The revelation that Trump may have used arcane provisions in the tax code to avoid paying federal income taxes for some 18 years is precisely the kind of story Clinton needed to pitch the group most resistant to her campaign: the white working class. The reason she is struggling in battleground states like Ohio—a state that Barack Obama won in 2008 and 2012 despite its challenging demographic makeup—is because Trump has successfully portrayed himself as an anti-trade populist who will defend the white working class from corrupt elites like Hillary Clinton. The tax story is evidence that when it comes to elite corruption, no one can really outdo Trump, who managed to turn a $1 billion loss into a financial windfall from the IRS.
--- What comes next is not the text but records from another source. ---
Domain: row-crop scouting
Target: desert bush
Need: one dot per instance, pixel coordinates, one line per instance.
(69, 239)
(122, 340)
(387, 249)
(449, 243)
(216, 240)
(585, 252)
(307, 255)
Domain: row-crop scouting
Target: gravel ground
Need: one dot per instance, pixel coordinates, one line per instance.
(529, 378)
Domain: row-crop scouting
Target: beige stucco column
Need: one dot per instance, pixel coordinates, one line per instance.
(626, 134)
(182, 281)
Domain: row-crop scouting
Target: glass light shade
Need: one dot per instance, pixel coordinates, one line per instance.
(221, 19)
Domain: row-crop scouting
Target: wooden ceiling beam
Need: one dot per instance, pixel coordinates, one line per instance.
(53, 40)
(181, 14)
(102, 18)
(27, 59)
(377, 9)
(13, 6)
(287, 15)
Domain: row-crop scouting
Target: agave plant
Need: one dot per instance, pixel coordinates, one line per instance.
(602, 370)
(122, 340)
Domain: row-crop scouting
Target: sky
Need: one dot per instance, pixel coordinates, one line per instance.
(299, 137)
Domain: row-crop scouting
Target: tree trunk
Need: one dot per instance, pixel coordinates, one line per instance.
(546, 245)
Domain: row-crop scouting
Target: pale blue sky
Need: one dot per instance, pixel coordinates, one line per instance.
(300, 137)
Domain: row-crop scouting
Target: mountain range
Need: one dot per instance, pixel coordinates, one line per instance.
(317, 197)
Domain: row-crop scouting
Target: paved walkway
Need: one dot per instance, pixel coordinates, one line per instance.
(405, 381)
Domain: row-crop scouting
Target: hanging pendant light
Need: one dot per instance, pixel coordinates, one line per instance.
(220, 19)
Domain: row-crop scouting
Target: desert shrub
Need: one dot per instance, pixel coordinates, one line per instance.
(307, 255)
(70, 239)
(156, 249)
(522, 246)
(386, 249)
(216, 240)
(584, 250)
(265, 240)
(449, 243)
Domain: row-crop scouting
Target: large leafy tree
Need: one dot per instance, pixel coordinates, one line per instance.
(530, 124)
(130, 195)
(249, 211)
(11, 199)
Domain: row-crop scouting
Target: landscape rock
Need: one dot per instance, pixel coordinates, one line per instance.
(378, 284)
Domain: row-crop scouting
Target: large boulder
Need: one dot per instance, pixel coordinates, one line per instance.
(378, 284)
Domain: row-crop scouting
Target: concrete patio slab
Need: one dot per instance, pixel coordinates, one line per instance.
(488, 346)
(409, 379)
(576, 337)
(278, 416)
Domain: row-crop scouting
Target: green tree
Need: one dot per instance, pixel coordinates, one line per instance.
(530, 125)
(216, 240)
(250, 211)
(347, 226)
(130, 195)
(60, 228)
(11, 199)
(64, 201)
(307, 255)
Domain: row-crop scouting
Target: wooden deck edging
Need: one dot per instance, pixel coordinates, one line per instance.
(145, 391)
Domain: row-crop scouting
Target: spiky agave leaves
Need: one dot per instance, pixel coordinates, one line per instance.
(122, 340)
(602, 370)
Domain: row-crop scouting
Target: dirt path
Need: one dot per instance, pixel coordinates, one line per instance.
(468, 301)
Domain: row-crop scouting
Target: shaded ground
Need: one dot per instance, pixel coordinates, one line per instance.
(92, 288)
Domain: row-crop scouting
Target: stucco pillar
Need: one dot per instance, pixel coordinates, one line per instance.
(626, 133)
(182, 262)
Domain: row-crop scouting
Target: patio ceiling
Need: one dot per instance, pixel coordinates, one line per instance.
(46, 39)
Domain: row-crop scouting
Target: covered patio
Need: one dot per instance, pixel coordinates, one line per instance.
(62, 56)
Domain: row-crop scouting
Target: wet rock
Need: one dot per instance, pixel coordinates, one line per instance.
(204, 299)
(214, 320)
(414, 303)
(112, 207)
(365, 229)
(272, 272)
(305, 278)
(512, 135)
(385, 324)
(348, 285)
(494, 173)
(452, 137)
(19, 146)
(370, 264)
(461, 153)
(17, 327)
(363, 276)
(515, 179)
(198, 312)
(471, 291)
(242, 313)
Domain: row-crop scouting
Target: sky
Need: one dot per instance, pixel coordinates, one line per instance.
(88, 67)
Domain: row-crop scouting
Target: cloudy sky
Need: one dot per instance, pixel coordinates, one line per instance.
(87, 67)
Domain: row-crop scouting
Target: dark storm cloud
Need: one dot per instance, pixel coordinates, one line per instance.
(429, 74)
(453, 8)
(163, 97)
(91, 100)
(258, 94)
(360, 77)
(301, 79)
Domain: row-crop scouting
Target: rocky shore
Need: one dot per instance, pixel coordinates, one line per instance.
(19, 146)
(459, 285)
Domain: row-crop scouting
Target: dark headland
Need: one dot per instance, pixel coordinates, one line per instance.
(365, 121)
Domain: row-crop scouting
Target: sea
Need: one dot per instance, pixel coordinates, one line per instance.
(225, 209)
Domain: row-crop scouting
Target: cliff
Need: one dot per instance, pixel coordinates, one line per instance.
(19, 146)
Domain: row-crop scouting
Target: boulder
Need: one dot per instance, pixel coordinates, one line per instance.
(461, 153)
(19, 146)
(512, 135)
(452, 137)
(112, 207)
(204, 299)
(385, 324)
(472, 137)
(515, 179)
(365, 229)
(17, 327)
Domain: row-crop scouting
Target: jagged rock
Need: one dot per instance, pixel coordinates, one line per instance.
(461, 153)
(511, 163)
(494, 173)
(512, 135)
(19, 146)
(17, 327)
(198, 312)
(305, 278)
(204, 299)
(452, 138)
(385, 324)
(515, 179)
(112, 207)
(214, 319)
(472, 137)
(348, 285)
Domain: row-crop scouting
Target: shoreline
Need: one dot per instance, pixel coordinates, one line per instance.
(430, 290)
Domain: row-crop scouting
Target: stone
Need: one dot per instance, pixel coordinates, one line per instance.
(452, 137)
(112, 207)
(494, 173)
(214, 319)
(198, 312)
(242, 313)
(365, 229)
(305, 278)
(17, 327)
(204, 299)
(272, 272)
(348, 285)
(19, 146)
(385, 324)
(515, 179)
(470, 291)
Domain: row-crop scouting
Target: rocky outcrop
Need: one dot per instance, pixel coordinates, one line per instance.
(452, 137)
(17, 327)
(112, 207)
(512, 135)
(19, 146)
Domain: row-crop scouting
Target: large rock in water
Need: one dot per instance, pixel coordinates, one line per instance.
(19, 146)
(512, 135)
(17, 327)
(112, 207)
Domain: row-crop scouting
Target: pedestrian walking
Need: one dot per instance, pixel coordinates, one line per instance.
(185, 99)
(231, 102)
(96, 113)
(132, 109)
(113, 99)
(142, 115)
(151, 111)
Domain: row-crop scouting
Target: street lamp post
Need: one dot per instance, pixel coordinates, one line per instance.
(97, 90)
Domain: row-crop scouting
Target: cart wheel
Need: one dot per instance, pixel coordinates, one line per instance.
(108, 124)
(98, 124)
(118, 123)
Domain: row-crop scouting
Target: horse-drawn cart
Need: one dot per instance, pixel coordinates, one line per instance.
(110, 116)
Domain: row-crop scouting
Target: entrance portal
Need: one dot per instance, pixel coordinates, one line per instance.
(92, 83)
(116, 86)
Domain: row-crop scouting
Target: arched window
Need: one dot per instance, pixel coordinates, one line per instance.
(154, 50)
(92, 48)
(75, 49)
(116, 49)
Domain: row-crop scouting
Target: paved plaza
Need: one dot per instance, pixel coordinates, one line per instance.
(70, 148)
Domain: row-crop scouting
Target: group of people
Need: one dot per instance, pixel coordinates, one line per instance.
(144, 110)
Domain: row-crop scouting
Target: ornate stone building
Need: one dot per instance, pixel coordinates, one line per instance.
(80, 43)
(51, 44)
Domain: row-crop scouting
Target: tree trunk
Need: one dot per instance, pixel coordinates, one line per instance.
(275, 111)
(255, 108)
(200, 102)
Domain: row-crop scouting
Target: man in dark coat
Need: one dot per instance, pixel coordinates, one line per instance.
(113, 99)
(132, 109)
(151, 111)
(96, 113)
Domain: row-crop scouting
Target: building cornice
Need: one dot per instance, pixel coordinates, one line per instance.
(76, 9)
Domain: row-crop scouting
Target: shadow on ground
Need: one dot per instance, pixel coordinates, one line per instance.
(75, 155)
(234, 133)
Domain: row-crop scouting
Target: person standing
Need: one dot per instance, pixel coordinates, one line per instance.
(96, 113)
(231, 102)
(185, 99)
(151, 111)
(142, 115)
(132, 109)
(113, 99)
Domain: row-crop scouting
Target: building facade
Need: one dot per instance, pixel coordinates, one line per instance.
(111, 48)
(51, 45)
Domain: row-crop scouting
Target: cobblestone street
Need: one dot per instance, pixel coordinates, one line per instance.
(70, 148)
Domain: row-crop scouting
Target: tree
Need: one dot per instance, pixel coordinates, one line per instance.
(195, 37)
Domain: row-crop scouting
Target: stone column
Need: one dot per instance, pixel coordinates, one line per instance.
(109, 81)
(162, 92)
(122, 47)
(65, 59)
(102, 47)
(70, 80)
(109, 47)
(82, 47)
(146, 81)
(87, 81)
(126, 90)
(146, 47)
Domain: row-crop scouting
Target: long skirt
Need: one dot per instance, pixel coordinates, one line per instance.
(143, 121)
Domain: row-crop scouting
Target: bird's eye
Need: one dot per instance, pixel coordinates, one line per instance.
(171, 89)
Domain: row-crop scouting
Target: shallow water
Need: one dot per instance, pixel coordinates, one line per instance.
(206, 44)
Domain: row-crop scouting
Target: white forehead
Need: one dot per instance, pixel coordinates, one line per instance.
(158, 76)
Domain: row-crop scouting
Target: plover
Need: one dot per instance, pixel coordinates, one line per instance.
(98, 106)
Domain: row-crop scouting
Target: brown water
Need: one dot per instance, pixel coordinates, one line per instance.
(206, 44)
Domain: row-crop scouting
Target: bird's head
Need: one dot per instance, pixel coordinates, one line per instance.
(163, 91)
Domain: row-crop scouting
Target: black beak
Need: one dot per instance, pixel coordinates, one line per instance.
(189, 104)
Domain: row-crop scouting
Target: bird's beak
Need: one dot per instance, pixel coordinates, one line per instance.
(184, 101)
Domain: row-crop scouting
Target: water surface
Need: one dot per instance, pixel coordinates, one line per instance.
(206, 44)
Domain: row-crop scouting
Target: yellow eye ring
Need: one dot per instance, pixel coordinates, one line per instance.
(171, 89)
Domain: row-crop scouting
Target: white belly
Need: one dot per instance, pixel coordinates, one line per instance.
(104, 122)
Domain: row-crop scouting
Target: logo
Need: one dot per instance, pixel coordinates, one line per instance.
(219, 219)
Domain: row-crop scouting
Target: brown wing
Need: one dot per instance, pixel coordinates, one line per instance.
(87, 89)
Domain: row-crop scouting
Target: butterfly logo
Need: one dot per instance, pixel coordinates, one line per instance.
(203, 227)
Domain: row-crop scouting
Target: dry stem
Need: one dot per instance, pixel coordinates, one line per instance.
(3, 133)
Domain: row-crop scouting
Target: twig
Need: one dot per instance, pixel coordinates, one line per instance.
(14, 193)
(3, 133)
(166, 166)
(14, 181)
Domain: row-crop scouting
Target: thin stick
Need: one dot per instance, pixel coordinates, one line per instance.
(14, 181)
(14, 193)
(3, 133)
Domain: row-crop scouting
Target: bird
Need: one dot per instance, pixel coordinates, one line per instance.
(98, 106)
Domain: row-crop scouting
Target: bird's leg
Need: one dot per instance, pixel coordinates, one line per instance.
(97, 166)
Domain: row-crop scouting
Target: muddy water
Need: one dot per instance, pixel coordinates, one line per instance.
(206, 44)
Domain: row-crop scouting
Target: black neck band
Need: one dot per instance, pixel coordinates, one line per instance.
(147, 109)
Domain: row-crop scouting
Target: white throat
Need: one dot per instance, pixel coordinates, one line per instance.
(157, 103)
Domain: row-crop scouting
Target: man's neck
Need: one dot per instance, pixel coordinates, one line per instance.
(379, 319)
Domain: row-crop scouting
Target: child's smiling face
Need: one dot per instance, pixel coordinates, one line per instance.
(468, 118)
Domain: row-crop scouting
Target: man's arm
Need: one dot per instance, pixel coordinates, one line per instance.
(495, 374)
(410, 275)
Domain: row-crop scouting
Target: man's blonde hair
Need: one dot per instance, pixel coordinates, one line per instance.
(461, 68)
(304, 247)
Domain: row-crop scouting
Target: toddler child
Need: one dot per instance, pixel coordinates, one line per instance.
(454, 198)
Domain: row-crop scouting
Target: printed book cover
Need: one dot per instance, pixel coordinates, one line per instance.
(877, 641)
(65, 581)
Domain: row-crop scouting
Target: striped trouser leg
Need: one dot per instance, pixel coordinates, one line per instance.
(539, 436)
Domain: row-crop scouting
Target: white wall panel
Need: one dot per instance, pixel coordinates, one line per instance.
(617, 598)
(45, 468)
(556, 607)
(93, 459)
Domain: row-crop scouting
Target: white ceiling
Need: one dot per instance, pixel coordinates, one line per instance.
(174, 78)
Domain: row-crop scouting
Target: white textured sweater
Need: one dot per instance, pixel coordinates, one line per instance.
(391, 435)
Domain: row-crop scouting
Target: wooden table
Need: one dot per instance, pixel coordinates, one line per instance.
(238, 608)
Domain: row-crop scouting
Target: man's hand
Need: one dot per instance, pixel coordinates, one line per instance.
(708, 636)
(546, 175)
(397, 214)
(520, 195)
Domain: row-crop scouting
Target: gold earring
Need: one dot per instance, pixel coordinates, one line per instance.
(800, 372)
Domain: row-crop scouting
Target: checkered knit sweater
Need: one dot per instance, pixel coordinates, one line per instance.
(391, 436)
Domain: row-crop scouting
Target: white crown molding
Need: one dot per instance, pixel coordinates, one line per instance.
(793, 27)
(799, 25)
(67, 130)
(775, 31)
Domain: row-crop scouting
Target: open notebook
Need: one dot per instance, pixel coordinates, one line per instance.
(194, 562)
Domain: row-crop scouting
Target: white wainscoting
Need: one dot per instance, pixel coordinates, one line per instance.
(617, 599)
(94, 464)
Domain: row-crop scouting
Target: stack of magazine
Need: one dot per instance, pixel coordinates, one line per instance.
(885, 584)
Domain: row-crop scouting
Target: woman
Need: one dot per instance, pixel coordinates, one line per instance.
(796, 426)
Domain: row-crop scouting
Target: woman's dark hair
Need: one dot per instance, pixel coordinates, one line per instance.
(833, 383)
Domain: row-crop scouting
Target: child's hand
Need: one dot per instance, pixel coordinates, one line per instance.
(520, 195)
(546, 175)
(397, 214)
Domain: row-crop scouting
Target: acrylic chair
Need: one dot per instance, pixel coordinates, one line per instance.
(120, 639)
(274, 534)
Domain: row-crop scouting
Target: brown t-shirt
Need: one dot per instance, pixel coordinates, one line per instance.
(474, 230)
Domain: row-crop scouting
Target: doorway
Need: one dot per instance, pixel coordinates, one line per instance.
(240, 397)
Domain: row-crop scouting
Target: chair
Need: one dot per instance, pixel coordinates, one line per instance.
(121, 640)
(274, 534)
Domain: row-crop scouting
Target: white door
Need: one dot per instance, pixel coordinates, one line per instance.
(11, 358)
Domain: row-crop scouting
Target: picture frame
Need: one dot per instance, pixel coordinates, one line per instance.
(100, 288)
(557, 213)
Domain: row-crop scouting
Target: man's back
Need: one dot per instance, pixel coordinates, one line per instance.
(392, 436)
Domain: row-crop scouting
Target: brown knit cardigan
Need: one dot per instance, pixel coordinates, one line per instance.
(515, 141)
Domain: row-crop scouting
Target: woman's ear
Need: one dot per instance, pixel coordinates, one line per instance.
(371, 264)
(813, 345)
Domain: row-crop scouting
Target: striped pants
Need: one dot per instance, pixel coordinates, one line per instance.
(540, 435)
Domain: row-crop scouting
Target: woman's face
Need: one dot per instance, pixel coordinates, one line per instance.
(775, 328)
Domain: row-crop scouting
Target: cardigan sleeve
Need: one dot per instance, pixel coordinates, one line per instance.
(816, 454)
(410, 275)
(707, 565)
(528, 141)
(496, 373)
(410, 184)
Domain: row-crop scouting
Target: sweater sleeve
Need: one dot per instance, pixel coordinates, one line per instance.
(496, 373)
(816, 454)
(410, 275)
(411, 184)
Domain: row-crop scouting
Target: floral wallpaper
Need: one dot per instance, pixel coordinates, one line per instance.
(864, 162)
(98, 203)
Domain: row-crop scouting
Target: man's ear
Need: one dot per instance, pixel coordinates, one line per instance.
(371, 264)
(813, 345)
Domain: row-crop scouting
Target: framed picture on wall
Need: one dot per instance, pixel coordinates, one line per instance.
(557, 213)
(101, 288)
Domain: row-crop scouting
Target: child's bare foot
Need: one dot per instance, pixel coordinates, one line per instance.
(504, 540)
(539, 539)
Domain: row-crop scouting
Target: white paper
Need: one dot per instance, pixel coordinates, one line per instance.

The Obama campaign was able to depict Mitt Romney as an out-of-touch plutocrat who divided the world into makers and takers. It turns out that Trump is the ultimate taker, exploiting the very government he hopes to lead. When you combine that with the fact that Clinton’s policy proposals will do far more for the working class—from raising the minimum wage to greater government investment in job creation—then you have a powerful argument that Clinton is the only true champion of working families in this election.
One question is whether Clinton, who is also making a pitch to more affluent whites, can effectively sell this message. Another is whether whites who are attracted to Trump for other reasons will listen.